Saya tidak akan mewariskan sejarah yang menunjukkan bahwa di Indonesia pernah terjadi perebutan kekuasaan dengan kekuatan bersenjata.
Saya tidak mempunyai sedikit pun pikiran di benak saya, untuk melakukan coup atau gerakan yang bernoda. Gerakan serupa itu, menurut saya, tidak akan berhasil. ‘Kalau saudara-saudara mau begitu, silakan, tetapi saya tidak akan turut,’ kata saya.”
Sejak pemberontakan G30S/PKI, situasi politik dan keamanan bertambah tidak kondusif, dibarengi perekonomian yang carut-marut membuat legitimasi Bung Karno semakin hari semakin tergerus. Legitimasi beralih ke Pak Harto dan banyak yang menghendaki agar dualisme ini secepatnya diakhiri, namun Pak Harto berpegang bahwa dia mikul dhuwur mendem jero kepada Bung Karno, dan hanya berlandaskan konstitusi dalam menyikapi arus perubahan ini.

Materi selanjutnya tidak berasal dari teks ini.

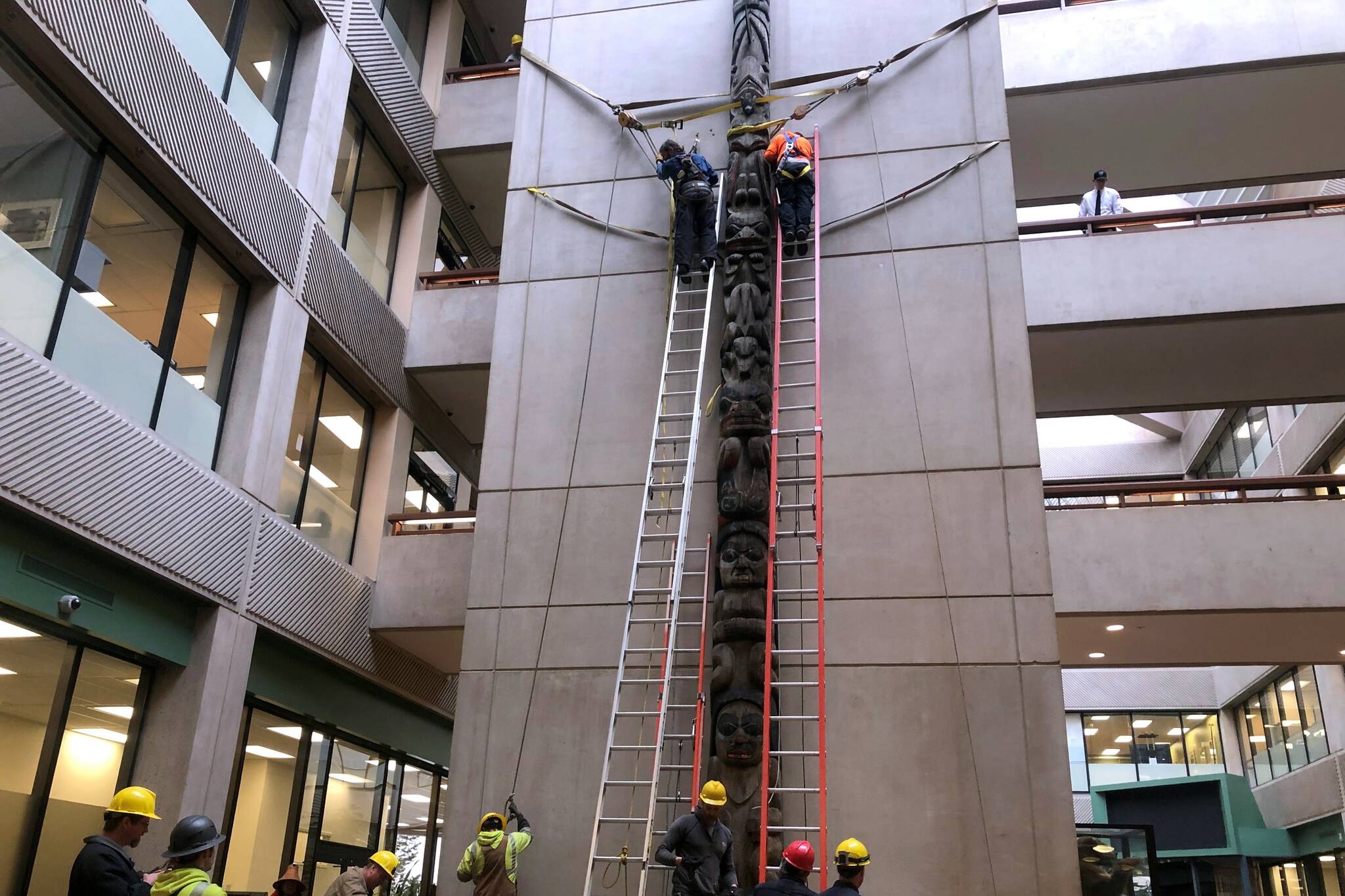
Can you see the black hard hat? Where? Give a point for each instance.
(192, 834)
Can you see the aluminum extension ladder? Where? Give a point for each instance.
(795, 618)
(653, 683)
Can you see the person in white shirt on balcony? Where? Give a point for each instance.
(1102, 199)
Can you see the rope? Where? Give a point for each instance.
(907, 194)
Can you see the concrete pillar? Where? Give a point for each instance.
(190, 735)
(385, 475)
(317, 108)
(261, 399)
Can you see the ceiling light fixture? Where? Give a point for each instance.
(102, 734)
(10, 630)
(345, 427)
(265, 753)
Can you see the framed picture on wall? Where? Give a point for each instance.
(32, 222)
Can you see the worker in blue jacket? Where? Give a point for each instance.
(693, 190)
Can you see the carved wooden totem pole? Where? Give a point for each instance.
(744, 464)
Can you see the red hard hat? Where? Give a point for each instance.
(799, 853)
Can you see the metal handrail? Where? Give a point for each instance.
(479, 73)
(450, 517)
(1178, 492)
(455, 277)
(1196, 214)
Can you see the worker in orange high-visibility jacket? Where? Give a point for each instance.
(791, 155)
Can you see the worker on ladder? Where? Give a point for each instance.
(795, 867)
(693, 191)
(491, 860)
(791, 155)
(701, 848)
(852, 859)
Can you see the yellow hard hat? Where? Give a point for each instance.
(713, 794)
(852, 853)
(133, 801)
(385, 860)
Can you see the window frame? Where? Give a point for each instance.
(323, 370)
(380, 829)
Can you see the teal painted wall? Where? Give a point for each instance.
(290, 676)
(123, 605)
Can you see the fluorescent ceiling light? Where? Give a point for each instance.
(267, 753)
(10, 630)
(345, 427)
(320, 479)
(102, 734)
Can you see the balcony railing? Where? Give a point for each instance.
(1192, 215)
(459, 277)
(1070, 496)
(441, 523)
(479, 73)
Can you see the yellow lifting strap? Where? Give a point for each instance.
(594, 218)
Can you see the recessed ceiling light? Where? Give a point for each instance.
(267, 753)
(102, 734)
(345, 427)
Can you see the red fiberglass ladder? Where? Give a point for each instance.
(795, 624)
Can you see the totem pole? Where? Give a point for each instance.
(744, 464)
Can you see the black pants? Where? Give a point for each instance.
(694, 219)
(795, 205)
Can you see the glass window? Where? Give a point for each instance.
(261, 805)
(1160, 746)
(366, 205)
(88, 765)
(1109, 740)
(431, 481)
(324, 458)
(46, 159)
(242, 50)
(1204, 750)
(408, 23)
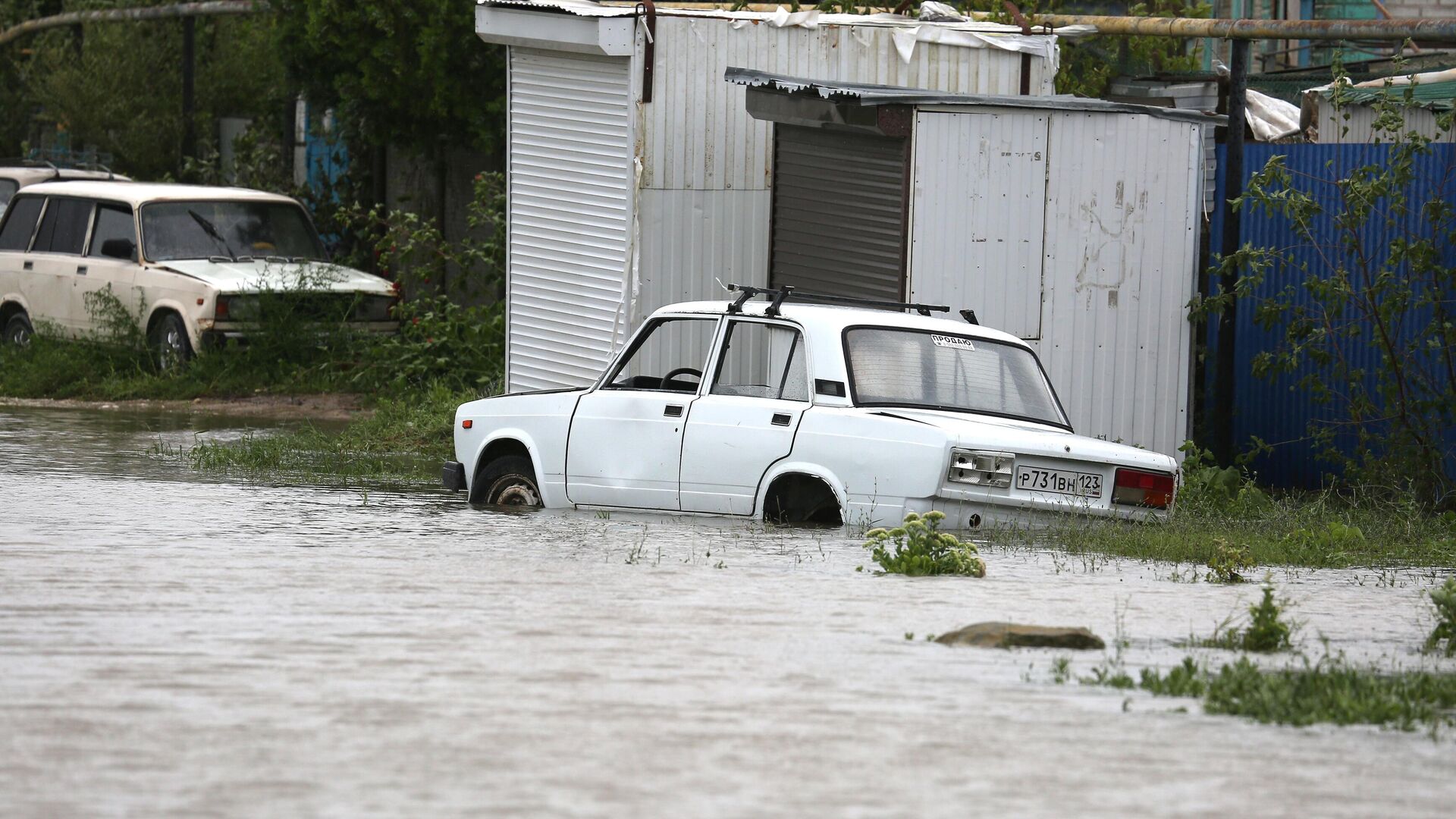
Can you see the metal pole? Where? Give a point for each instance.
(1232, 188)
(1400, 28)
(188, 96)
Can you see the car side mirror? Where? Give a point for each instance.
(120, 249)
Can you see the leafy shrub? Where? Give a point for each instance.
(921, 550)
(1226, 561)
(1445, 601)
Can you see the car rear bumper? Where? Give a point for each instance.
(453, 475)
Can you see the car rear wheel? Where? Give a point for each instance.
(18, 330)
(171, 343)
(509, 482)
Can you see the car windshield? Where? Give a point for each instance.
(906, 368)
(235, 229)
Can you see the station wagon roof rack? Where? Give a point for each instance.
(781, 295)
(47, 164)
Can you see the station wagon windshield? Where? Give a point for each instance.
(234, 229)
(928, 371)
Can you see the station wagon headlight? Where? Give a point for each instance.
(232, 308)
(981, 468)
(375, 308)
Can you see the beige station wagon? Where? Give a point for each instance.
(196, 260)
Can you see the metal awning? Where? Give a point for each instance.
(874, 95)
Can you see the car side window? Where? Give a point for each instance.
(19, 223)
(63, 228)
(670, 356)
(764, 360)
(114, 235)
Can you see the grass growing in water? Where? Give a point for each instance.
(405, 441)
(1329, 691)
(921, 550)
(1445, 601)
(1267, 630)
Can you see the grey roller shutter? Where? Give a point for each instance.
(570, 134)
(839, 212)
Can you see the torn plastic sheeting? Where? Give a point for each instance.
(1270, 118)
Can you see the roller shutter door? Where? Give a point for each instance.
(570, 212)
(839, 212)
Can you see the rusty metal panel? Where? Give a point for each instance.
(977, 218)
(570, 134)
(1123, 206)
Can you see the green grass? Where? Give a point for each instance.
(1329, 691)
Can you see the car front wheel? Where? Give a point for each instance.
(509, 482)
(18, 330)
(171, 343)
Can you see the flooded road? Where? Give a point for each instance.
(180, 645)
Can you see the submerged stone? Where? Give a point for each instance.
(1018, 635)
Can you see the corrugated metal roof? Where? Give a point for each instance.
(899, 95)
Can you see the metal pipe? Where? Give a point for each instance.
(1225, 445)
(1423, 30)
(127, 15)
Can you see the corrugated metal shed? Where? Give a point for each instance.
(1072, 223)
(699, 167)
(1279, 411)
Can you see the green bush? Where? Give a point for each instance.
(916, 548)
(1226, 561)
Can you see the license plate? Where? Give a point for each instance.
(1059, 482)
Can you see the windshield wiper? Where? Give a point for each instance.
(212, 231)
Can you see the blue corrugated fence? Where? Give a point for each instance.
(1277, 410)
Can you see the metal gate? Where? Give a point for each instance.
(839, 212)
(570, 136)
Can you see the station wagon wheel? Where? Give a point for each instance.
(509, 482)
(18, 330)
(171, 343)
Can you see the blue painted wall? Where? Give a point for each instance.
(1279, 411)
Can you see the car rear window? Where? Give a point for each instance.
(63, 228)
(19, 223)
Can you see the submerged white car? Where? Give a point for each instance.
(807, 413)
(197, 261)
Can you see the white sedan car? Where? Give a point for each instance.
(197, 261)
(807, 413)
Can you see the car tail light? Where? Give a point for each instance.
(1136, 487)
(981, 468)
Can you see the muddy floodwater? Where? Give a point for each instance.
(184, 645)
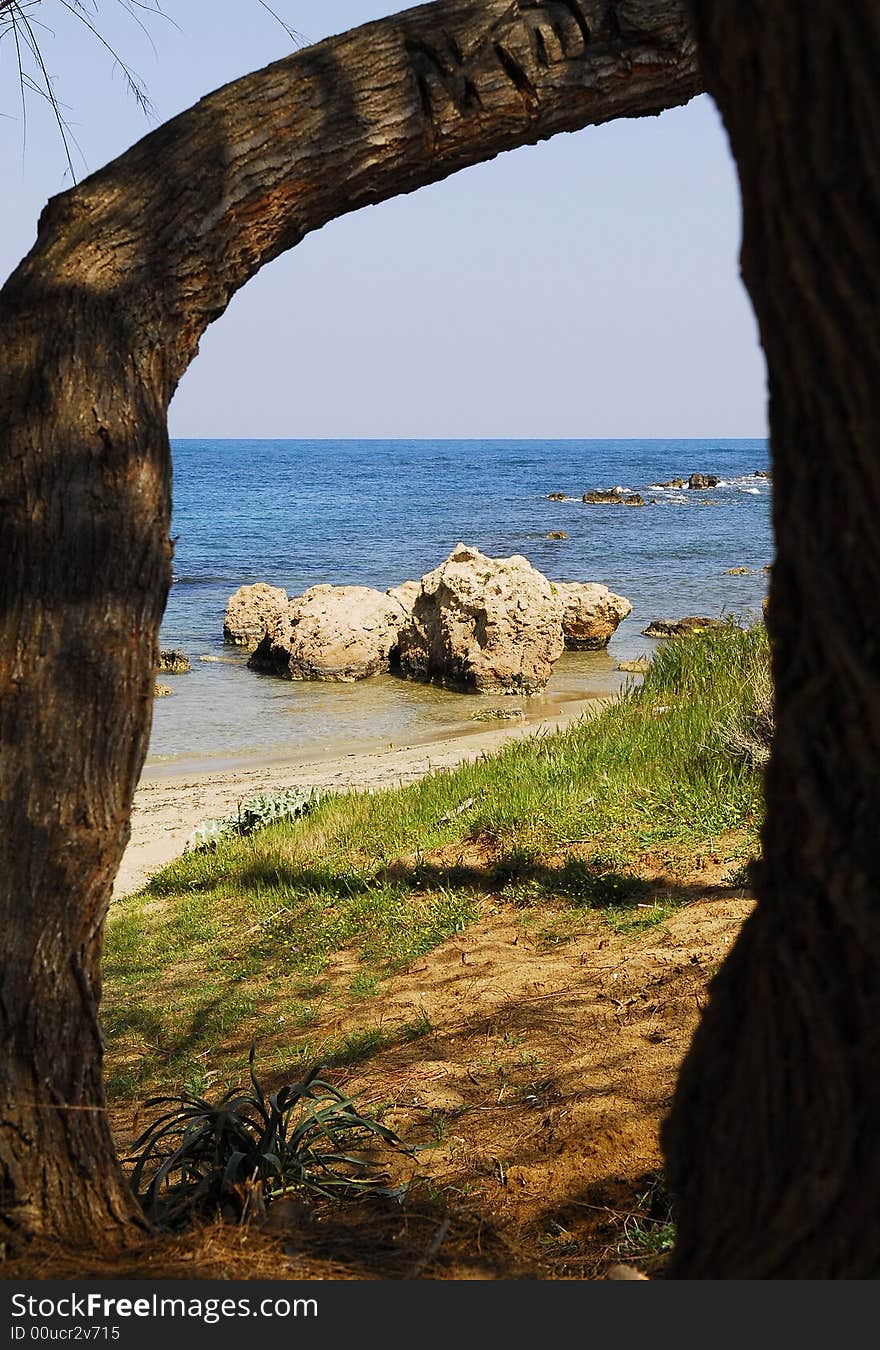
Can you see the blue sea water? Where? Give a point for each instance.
(377, 512)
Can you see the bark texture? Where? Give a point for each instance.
(96, 327)
(772, 1142)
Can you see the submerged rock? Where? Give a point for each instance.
(250, 612)
(173, 662)
(612, 497)
(680, 627)
(590, 614)
(483, 625)
(497, 714)
(340, 633)
(603, 497)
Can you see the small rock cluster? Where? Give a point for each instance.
(474, 624)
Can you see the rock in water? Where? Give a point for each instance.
(173, 662)
(250, 612)
(405, 594)
(680, 627)
(331, 632)
(486, 625)
(590, 614)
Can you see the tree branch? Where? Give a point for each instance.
(190, 212)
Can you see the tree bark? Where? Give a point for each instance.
(96, 327)
(772, 1142)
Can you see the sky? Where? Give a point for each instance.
(583, 288)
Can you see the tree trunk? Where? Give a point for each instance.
(96, 328)
(772, 1142)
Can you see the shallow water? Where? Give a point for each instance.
(296, 513)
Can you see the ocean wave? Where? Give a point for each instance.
(204, 581)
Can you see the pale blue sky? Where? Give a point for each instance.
(587, 286)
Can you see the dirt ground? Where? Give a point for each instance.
(533, 1096)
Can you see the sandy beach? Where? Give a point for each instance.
(168, 809)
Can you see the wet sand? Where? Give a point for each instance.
(169, 806)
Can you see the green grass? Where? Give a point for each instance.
(267, 933)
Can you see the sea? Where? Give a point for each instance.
(378, 512)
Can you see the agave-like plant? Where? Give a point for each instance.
(200, 1153)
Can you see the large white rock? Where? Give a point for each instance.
(334, 633)
(483, 625)
(250, 612)
(590, 614)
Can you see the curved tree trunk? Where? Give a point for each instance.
(96, 328)
(772, 1144)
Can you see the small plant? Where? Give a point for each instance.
(648, 1233)
(200, 1154)
(255, 814)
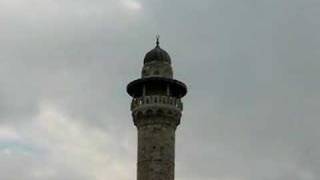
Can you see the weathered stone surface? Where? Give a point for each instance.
(156, 110)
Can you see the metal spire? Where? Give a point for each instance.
(158, 37)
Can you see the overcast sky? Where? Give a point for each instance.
(252, 68)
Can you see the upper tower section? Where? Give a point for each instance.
(157, 63)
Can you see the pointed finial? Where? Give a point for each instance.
(158, 37)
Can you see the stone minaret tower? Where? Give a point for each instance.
(156, 110)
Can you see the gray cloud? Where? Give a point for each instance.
(251, 66)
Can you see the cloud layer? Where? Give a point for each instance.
(252, 69)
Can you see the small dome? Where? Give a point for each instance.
(157, 55)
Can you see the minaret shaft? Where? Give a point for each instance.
(156, 110)
(156, 147)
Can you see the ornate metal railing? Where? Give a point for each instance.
(156, 100)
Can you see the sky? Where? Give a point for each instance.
(252, 68)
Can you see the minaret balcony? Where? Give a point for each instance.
(158, 101)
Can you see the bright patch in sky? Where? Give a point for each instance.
(131, 4)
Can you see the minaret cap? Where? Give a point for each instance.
(157, 54)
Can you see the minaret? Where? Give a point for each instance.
(156, 110)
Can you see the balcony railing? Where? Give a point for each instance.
(156, 100)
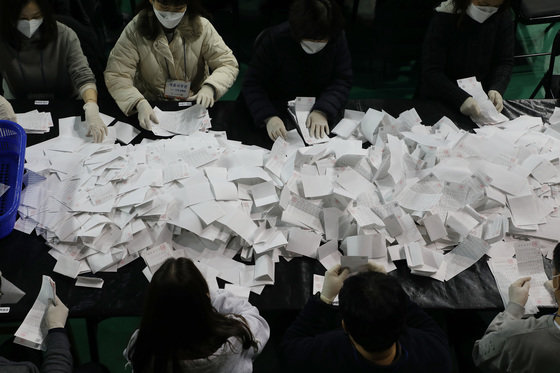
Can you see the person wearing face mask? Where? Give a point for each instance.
(305, 57)
(468, 38)
(42, 59)
(514, 344)
(168, 52)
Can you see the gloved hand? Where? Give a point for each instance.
(519, 291)
(317, 124)
(204, 97)
(334, 279)
(6, 110)
(496, 99)
(97, 128)
(275, 127)
(470, 108)
(146, 115)
(56, 314)
(374, 267)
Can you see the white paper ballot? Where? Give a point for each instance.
(32, 331)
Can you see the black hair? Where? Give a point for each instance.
(179, 322)
(149, 26)
(315, 19)
(373, 307)
(556, 258)
(10, 10)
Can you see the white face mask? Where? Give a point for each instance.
(312, 47)
(169, 20)
(28, 27)
(481, 13)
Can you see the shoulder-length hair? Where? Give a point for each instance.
(179, 322)
(149, 26)
(10, 11)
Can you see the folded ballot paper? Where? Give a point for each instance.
(488, 112)
(33, 330)
(435, 197)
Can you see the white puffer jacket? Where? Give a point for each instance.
(137, 67)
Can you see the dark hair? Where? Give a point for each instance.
(373, 307)
(10, 11)
(315, 19)
(556, 258)
(179, 322)
(149, 26)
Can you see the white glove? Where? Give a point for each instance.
(470, 108)
(204, 97)
(275, 128)
(334, 279)
(6, 110)
(96, 126)
(519, 291)
(496, 99)
(317, 124)
(146, 115)
(56, 314)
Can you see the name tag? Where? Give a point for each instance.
(177, 89)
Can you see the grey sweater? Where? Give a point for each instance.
(57, 357)
(513, 344)
(57, 71)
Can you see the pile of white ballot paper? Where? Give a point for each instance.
(436, 197)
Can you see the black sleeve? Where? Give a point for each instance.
(434, 59)
(333, 99)
(58, 357)
(259, 74)
(302, 348)
(503, 58)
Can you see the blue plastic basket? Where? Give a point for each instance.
(12, 159)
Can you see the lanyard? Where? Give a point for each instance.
(184, 60)
(24, 77)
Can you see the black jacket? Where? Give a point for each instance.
(280, 71)
(315, 342)
(458, 47)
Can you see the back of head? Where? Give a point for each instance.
(10, 11)
(315, 19)
(373, 307)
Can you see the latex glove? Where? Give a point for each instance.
(374, 267)
(96, 126)
(6, 110)
(56, 314)
(146, 115)
(317, 124)
(519, 291)
(496, 99)
(275, 128)
(334, 279)
(204, 97)
(470, 108)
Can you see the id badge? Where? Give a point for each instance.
(177, 89)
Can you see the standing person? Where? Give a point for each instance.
(169, 51)
(514, 344)
(42, 59)
(307, 56)
(468, 38)
(382, 329)
(187, 328)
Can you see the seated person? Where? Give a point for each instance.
(187, 328)
(42, 59)
(305, 57)
(382, 329)
(167, 52)
(6, 110)
(468, 38)
(513, 344)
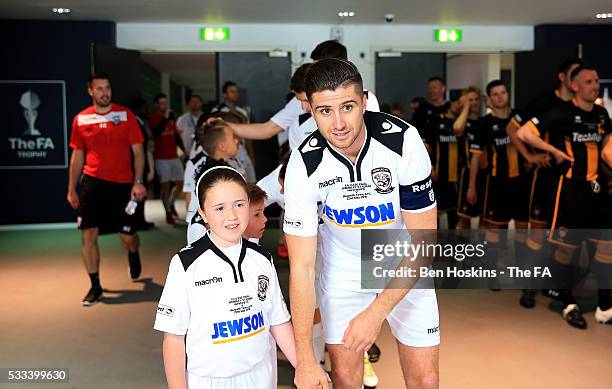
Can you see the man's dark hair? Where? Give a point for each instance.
(579, 69)
(331, 73)
(329, 49)
(493, 84)
(297, 80)
(436, 78)
(210, 135)
(97, 76)
(194, 96)
(568, 63)
(159, 96)
(227, 85)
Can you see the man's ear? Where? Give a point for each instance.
(201, 212)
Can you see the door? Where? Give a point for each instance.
(124, 67)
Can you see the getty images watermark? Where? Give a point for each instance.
(464, 259)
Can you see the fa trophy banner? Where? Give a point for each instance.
(34, 130)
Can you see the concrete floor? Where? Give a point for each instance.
(488, 341)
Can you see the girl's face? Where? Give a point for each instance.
(226, 211)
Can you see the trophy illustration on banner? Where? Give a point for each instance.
(30, 102)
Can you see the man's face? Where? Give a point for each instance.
(566, 78)
(162, 104)
(435, 90)
(473, 99)
(586, 85)
(339, 116)
(301, 96)
(100, 92)
(455, 107)
(195, 104)
(230, 142)
(257, 221)
(498, 97)
(231, 94)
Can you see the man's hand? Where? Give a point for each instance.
(139, 191)
(73, 199)
(539, 159)
(472, 196)
(560, 156)
(362, 331)
(311, 376)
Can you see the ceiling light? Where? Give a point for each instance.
(61, 11)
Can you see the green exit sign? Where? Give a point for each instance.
(214, 34)
(447, 35)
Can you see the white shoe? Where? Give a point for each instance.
(603, 317)
(370, 378)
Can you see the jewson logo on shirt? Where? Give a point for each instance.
(238, 329)
(370, 216)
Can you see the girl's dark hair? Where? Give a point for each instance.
(210, 177)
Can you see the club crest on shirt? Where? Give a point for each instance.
(116, 119)
(381, 176)
(262, 287)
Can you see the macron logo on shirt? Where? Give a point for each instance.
(390, 128)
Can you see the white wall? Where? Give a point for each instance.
(463, 70)
(298, 38)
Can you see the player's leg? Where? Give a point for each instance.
(567, 244)
(420, 366)
(338, 306)
(347, 367)
(415, 324)
(91, 259)
(91, 205)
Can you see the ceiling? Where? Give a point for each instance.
(437, 12)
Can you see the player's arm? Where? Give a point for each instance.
(174, 360)
(606, 151)
(256, 130)
(77, 161)
(534, 158)
(138, 190)
(301, 225)
(283, 335)
(471, 194)
(461, 121)
(529, 134)
(302, 256)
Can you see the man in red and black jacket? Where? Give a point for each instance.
(104, 137)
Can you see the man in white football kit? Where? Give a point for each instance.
(228, 298)
(343, 165)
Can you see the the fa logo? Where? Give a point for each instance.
(381, 176)
(262, 287)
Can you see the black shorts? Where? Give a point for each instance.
(102, 205)
(581, 212)
(506, 199)
(465, 209)
(446, 195)
(542, 200)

Kemal Idris Diminta Take Over dari Pak Harto
Dalam kondisi adanya dualisme pimpinan nasional paska pemberontakan G30S/PKI, langkah Pak Harto dianggap lamban membuat beberapa tokoh tidak setuju dengan cara seperti itu. Dianggap lamban karena mereka berkehendak agar Pak Harto sesegera mungkin mengambil alih pimpinan nasional dari Bung Karno.
Beberapa tokoh nasional tidak sabar atas sikap Pak Harto memberlakukan Bung Karno ditulis di buku Letnan Jenderal Kemal Idris —Bertarung Dalam Revolusi— disebutkan; “Saya masih ingat, pada tahun 1966, ipar saya Widjatmiko datang ke Kostrad (waktu itu Kemal Idris Panglima Kostrad, pen.) mengabarkan bahwa saya dipanggil Sri Sultan Hamengku Buwono IX di rumah Mashuri di jalan Agus Salim, Jakarta.
Di sana sudah menunggu Sri Sultan, Adam Malik, dan Mashuri. “Kemal, kamu take over, ambil alih kekuasaan dari tangan Soeharto,’ ucap Sri Sultan. Soeharto dinilai terlalu lamban dalam mengambil keputusan-keputusan. Saya terperanjat. Saya tidak pernah berfikir ke arah itu.”